Professor Abbe Smith’s "Case of a Lifetime": The Final Chapter

January 19, 2017 —

Professor Abbe Smith Professor Abbe Smith

Readers of Abbe Smith’s book Case of a Lifetime: A Criminal Defense Lawyer’s Story (Palgrave MacMillan, 2008) know the story of this Georgetown Law professor’s career-long defense of a woman imprisoned for more than 28 years. Smith first met Patsy Kelly Jarrett, then 29, in a New York prison in 1980 when Smith was a 24-year-old law student at New York University and Jarrett was serving a life sentence, convicted as an accomplice in the murder of a gas station attendant. 

The murder was committed by Jarrett’s acquaintance during a road trip in the summer of 1973, and Jarrett never wavered in her assertion that she was not present at the scene.

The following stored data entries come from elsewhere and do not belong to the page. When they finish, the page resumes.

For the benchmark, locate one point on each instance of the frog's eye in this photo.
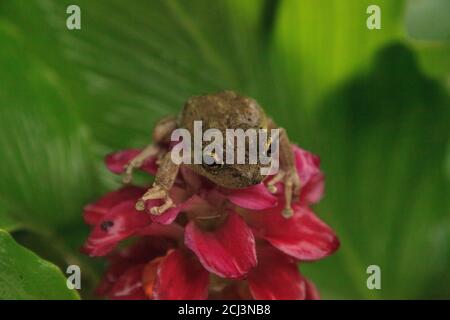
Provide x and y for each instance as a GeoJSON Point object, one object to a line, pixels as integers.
{"type": "Point", "coordinates": [211, 161]}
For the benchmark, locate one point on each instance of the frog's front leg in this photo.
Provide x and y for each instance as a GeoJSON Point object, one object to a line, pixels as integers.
{"type": "Point", "coordinates": [161, 135]}
{"type": "Point", "coordinates": [287, 174]}
{"type": "Point", "coordinates": [164, 180]}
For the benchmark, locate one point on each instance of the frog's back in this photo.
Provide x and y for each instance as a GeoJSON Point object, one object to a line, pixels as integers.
{"type": "Point", "coordinates": [223, 110]}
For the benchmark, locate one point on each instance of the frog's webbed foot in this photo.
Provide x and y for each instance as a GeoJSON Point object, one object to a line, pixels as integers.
{"type": "Point", "coordinates": [138, 161]}
{"type": "Point", "coordinates": [156, 192]}
{"type": "Point", "coordinates": [291, 188]}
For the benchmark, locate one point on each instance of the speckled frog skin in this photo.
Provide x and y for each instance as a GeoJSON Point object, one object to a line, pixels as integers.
{"type": "Point", "coordinates": [223, 110]}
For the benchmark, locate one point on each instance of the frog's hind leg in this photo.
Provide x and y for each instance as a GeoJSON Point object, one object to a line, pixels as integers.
{"type": "Point", "coordinates": [165, 178]}
{"type": "Point", "coordinates": [161, 135]}
{"type": "Point", "coordinates": [287, 174]}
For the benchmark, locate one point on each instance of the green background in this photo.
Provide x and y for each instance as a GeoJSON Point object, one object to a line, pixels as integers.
{"type": "Point", "coordinates": [374, 104]}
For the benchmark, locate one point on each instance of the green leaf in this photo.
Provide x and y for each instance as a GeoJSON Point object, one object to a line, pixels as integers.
{"type": "Point", "coordinates": [321, 43]}
{"type": "Point", "coordinates": [428, 30]}
{"type": "Point", "coordinates": [47, 172]}
{"type": "Point", "coordinates": [384, 149]}
{"type": "Point", "coordinates": [24, 276]}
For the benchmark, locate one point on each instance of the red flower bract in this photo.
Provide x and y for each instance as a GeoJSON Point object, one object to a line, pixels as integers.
{"type": "Point", "coordinates": [215, 243]}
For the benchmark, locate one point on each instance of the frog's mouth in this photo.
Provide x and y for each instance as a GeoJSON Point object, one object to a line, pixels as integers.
{"type": "Point", "coordinates": [233, 176]}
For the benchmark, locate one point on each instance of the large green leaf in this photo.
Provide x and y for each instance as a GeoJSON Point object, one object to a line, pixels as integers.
{"type": "Point", "coordinates": [320, 43]}
{"type": "Point", "coordinates": [47, 173]}
{"type": "Point", "coordinates": [23, 275]}
{"type": "Point", "coordinates": [384, 147]}
{"type": "Point", "coordinates": [428, 29]}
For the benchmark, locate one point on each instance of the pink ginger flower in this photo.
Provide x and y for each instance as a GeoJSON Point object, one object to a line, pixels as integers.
{"type": "Point", "coordinates": [215, 243]}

After Smith became her lawyer, Jarrett was offered a plea deal twice — and against Smith’s advice, she turned both deals down, refusing to admit to a crime she did not commit.  

In December 2016, more than 40 years after the crime that would shape the destinies of both women, New York Governor Andrew M. Cuomo granted a pardon to Jarrett, now 64. The petition, of course, was drafted by Smith.

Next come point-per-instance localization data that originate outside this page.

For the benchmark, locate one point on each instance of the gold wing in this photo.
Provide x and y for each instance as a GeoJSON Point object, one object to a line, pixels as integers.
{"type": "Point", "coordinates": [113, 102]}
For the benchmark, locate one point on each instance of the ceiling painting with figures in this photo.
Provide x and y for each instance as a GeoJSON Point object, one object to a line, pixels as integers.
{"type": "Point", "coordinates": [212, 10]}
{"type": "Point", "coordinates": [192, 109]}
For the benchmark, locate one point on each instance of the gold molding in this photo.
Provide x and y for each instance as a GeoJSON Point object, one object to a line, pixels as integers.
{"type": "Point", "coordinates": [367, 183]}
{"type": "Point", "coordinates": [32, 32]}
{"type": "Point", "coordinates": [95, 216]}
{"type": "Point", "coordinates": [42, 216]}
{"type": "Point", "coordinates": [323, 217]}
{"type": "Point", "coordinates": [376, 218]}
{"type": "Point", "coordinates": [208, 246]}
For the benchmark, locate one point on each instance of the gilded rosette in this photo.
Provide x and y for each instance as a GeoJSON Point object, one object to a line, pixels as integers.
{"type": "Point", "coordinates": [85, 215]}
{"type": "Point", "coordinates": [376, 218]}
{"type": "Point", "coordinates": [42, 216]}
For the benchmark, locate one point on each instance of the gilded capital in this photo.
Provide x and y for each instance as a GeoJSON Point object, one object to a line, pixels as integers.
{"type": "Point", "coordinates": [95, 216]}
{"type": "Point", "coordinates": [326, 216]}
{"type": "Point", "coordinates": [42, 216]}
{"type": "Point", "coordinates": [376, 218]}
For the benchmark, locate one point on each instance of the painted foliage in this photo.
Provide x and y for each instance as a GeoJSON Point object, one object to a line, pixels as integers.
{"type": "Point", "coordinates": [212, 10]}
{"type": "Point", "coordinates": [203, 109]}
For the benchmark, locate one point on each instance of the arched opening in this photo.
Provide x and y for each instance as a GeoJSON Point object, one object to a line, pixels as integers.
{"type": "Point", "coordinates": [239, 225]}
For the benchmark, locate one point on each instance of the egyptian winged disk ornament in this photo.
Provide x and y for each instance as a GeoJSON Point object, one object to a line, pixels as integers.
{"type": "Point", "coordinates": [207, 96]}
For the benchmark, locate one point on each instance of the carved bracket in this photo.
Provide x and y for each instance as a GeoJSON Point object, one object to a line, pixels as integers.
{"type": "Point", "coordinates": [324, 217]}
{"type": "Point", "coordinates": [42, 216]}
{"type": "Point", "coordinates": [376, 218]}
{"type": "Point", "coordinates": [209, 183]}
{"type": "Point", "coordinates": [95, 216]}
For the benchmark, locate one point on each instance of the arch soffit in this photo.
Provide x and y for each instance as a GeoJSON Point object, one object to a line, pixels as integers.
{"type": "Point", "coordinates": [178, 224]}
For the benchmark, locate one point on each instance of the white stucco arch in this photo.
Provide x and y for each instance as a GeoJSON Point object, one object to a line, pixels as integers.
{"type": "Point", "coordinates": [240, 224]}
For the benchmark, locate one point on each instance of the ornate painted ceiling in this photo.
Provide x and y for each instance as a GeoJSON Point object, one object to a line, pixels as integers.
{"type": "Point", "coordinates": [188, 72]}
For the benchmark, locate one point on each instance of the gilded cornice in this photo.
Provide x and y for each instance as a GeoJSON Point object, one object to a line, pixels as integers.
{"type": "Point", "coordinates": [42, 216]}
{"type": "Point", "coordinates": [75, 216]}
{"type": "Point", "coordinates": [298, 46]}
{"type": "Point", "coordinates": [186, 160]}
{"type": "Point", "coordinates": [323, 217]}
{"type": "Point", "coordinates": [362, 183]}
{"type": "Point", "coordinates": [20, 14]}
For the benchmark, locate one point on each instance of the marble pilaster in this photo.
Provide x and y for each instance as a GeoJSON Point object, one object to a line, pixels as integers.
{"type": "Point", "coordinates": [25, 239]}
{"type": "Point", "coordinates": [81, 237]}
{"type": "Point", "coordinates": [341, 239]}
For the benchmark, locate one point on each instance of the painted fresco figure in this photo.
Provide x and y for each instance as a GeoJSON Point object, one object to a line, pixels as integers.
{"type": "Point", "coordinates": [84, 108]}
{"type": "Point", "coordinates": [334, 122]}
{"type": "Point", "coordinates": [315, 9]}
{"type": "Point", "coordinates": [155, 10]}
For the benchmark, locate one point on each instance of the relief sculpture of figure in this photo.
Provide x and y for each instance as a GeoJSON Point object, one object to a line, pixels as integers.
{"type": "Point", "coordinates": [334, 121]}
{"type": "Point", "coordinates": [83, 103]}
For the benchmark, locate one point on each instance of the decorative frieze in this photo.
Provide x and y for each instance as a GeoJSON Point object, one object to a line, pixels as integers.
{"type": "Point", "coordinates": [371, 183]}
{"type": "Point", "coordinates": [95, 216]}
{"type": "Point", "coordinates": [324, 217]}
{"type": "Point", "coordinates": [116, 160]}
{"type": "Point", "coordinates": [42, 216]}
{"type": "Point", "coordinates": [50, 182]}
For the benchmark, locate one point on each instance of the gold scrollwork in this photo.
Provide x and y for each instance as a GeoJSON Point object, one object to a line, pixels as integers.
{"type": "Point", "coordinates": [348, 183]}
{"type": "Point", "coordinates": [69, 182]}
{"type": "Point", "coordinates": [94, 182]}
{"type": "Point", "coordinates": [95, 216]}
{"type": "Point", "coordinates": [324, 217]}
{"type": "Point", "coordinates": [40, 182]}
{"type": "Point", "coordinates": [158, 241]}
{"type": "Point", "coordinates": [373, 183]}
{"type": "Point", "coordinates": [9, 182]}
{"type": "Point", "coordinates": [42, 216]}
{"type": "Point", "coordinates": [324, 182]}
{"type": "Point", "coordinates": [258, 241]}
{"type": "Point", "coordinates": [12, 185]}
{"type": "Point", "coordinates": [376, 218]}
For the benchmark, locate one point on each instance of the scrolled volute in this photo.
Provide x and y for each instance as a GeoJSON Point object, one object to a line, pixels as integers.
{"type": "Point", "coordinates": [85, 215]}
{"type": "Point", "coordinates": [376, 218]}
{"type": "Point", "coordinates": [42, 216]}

“I have been a criminal lawyer since graduating from law school in 1982,” Smith wrote as she told Jarrett’s story and her own. “First I was a public defender, working to ensure that what happened to Kelly did not happen to anyone else. Then I became a criminal law professor, teaching students about people like Kelly who get caught up in the system…Kelly’s case, my very first, remains the most haunting miscarriage of justice I have ever encountered.” 

Throughout her long incarceration, Jarrett worked in the prison infirmary as a caretaker for terminally ill inmates suffering from AIDS and cancer. Since her release on parole in June 2005, she has resided and worked at the Franciscan Missionary Sisters of the Sacred Heart, caring for ill and elderly nuns. With this pardon, she plans to attend nursing school and obtain a nursing license to expand her employment opportunities.

“Clemency is meant for the most extraordinary and deserving individuals that dedicate their lives to the greater good,” said Smith, who directs the Criminal Defense & Prisoner Advocacy Clinic at Georgetown Law. “After spending nearly 30 years in prison, Patsy Kelly Jarrett has continued to live a life of service on the outside. Everyone whose life she touches is the better for it. I could not be more grateful to Governor Cuomo for exercising his executive power for such a worthy person.”